Results: Lymphoma (8 cases): 6/8 were pre-treatment lymphoma cases who demonstrated FDG uptake in 48 nodes, 1 stomach lesion, 2 splenic lesions and 2 brain lesions. FLT PET scan showed positive uptake in 35 nodes. Stomach, splenic and brain lesions were also positive on FLT scan. Post chemotherapy FDG scan and FLT scan showed response in stomach, brain and splenic lesions, however only prior FLT positive 35 nodes demonstrated response to treatment. FLT negative 13 nodes were status quo in post chemotherapy FDG and FLT scans suggesting benign etiology. 2/8 were follow up lymphoma cases. 1/2 had 2 FDG positive lung lesions which were negative on FLT scan. A follow up scan after 3 months of anti Koch’s treatment demonstrated overall decreased activity in lung lesions on FDG scan suggesting benign lesions. Another patient had a new FLT positive lesion in brain which did not show FDG avidity.
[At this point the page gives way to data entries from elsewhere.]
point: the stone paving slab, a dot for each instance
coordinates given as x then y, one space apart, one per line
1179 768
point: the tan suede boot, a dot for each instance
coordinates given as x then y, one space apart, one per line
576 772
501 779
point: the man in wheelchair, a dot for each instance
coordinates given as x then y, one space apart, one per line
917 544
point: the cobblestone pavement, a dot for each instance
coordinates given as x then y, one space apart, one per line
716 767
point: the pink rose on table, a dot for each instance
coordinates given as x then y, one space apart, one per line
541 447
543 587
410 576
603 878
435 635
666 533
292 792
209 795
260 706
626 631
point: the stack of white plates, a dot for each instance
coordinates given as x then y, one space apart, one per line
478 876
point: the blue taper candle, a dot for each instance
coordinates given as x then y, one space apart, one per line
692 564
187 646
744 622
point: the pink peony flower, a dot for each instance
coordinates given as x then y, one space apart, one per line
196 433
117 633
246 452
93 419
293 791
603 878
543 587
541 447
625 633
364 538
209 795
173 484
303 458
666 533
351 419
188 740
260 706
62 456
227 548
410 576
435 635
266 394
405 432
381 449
Followup scans after 2 months demonstrated extensive recurrence in this patient on both FLT and FDG scans. 2 pre-treatment lung cancer cases showed positive primary lesions, mediastinal nodes (in both cases) and axillary nodes (in one case) on FDG PET scan. FLT PET scan was positive for all lesions in the first case, which showed partial response to chemotherapy on follow up scans. However in another case, FLT PET scan was positive only for the lung primary. The mediastinal and axillary nodes did not show FLT uptake. This case demonstrated good resonse post chemotherapy in the primary lesion on both FDG and FLT PET scans with no change in the mediastinal and axillary nodes suggesting possible benign etiology.
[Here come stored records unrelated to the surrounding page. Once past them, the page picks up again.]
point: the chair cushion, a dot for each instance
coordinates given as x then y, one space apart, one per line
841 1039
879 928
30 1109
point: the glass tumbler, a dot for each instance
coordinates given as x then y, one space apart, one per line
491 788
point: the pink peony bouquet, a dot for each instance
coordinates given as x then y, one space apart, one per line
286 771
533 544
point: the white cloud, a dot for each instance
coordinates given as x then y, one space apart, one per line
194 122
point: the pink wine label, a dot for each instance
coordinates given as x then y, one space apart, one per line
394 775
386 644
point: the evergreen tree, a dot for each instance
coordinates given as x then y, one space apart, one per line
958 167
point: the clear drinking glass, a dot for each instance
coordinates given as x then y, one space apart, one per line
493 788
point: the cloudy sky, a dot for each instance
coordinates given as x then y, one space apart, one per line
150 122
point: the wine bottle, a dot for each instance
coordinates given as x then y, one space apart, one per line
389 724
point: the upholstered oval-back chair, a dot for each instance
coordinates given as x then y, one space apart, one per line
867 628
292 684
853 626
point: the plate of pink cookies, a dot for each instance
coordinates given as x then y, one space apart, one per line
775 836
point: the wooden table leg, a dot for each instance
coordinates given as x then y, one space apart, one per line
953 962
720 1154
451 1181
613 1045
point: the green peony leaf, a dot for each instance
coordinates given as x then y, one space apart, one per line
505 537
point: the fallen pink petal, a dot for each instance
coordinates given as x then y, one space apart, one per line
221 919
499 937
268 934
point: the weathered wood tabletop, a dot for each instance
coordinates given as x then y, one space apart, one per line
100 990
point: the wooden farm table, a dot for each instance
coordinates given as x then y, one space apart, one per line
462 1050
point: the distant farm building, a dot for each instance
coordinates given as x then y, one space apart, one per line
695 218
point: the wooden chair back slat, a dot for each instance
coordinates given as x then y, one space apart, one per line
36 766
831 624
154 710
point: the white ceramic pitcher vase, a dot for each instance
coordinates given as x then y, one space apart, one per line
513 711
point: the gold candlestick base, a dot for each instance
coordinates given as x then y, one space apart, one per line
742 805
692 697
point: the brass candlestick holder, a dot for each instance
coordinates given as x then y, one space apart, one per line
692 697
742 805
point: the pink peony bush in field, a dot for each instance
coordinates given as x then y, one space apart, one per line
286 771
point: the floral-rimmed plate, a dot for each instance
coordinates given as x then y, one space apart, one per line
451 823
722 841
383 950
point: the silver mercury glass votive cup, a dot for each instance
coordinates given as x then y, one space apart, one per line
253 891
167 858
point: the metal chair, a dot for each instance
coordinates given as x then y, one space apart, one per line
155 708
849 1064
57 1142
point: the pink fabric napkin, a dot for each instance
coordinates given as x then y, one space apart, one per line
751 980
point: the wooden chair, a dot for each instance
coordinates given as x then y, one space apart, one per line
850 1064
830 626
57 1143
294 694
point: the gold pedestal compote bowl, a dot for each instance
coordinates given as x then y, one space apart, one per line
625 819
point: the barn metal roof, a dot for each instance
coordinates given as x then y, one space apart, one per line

Conclusion: In this initial study, 18F-FLT radiotracer uptake correlated well with clinical outcome of the patients, successfully differentiating proliferative malignant lesions from other benign concomitant etiologies. Scan results demonstrated low grade to absent FLT tracer uptake in benign inflammatory/infective cells as compared to higher grade concentration in tumor cells.